LinuxFocus July 1998: SQL Tutorial Part II

Manuel Soriano

Contents:
Introduction
Creating a table
Modifying a table
Inserting data into a table
Selecting data
Details of WHERE
UPDATE command
DELETE command
References

SQL Tutorial
Part II

Summary: In part II of the tutorial we review several basic statements of the SQL language

Introduction

This is the second part of the SQL course. In this part, we will focus on various SQL commands from the creation of a table, its modification, and/or deletion.

We will focus, above all, on the SELECT command, which is, in my judgment, the most important of all.

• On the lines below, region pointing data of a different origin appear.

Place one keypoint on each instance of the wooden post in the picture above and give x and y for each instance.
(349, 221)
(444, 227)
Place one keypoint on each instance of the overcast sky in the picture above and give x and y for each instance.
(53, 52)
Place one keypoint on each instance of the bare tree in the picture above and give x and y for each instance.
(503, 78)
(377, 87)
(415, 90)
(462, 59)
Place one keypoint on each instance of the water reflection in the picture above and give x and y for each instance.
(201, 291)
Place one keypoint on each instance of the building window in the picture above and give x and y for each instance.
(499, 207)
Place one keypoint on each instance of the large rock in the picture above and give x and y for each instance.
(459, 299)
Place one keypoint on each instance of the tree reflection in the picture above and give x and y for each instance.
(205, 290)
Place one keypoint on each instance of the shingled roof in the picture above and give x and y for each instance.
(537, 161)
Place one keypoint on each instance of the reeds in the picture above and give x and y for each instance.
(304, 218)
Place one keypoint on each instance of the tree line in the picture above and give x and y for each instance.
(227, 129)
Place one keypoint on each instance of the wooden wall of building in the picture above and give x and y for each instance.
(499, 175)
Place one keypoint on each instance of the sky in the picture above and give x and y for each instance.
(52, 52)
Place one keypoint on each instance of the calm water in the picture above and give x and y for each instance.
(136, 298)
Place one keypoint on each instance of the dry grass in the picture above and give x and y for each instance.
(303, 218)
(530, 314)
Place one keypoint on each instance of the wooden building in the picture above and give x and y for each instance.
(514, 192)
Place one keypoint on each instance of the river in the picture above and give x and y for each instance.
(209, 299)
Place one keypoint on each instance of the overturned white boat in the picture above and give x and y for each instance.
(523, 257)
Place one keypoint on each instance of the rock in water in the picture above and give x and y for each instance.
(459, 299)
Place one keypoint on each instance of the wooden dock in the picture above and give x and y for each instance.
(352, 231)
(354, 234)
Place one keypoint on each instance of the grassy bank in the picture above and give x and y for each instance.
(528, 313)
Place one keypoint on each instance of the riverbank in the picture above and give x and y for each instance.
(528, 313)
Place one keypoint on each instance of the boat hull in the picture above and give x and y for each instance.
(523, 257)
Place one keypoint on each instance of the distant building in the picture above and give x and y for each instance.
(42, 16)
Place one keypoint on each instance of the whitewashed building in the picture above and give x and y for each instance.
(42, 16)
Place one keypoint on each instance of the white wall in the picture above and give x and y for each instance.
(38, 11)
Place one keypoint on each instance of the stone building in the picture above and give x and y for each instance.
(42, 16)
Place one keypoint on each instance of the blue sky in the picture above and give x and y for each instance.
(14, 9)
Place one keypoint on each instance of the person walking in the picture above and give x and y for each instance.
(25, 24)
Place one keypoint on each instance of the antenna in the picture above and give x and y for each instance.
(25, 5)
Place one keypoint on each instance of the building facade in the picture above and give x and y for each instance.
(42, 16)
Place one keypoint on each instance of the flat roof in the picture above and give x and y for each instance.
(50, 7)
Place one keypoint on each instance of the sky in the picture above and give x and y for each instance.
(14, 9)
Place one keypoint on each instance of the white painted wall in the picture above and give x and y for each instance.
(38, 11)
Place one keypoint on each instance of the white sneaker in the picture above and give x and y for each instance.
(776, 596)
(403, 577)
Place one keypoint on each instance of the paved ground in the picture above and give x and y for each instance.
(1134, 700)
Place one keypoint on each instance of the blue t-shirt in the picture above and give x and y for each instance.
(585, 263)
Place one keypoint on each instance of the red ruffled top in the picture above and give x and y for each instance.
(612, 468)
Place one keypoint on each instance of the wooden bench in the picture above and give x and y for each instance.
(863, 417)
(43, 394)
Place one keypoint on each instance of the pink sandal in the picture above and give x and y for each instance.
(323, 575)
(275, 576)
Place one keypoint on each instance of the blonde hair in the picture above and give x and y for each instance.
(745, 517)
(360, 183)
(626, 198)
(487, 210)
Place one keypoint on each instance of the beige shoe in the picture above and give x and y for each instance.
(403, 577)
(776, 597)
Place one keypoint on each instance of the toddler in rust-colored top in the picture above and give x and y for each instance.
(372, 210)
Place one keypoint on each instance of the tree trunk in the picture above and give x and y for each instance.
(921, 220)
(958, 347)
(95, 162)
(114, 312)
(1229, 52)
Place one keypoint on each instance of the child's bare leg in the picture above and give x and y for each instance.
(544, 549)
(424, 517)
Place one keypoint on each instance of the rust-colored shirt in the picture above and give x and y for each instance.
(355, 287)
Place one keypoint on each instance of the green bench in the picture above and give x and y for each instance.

I hope that this second part will be enjoyable and instructive for you.

Creating a table

Like we have seen in the first installment, to create a table, the CREATE command with the TABLE qualifier is used. In effect, the CREATE command serves to create:

users: CREATE USER
tables: CREATE TABLE
indexes: CREATE INDEX
views: CREATE VIEW

The CREATE command indicates to the manager that something is going to be created. Later we will cover what and how.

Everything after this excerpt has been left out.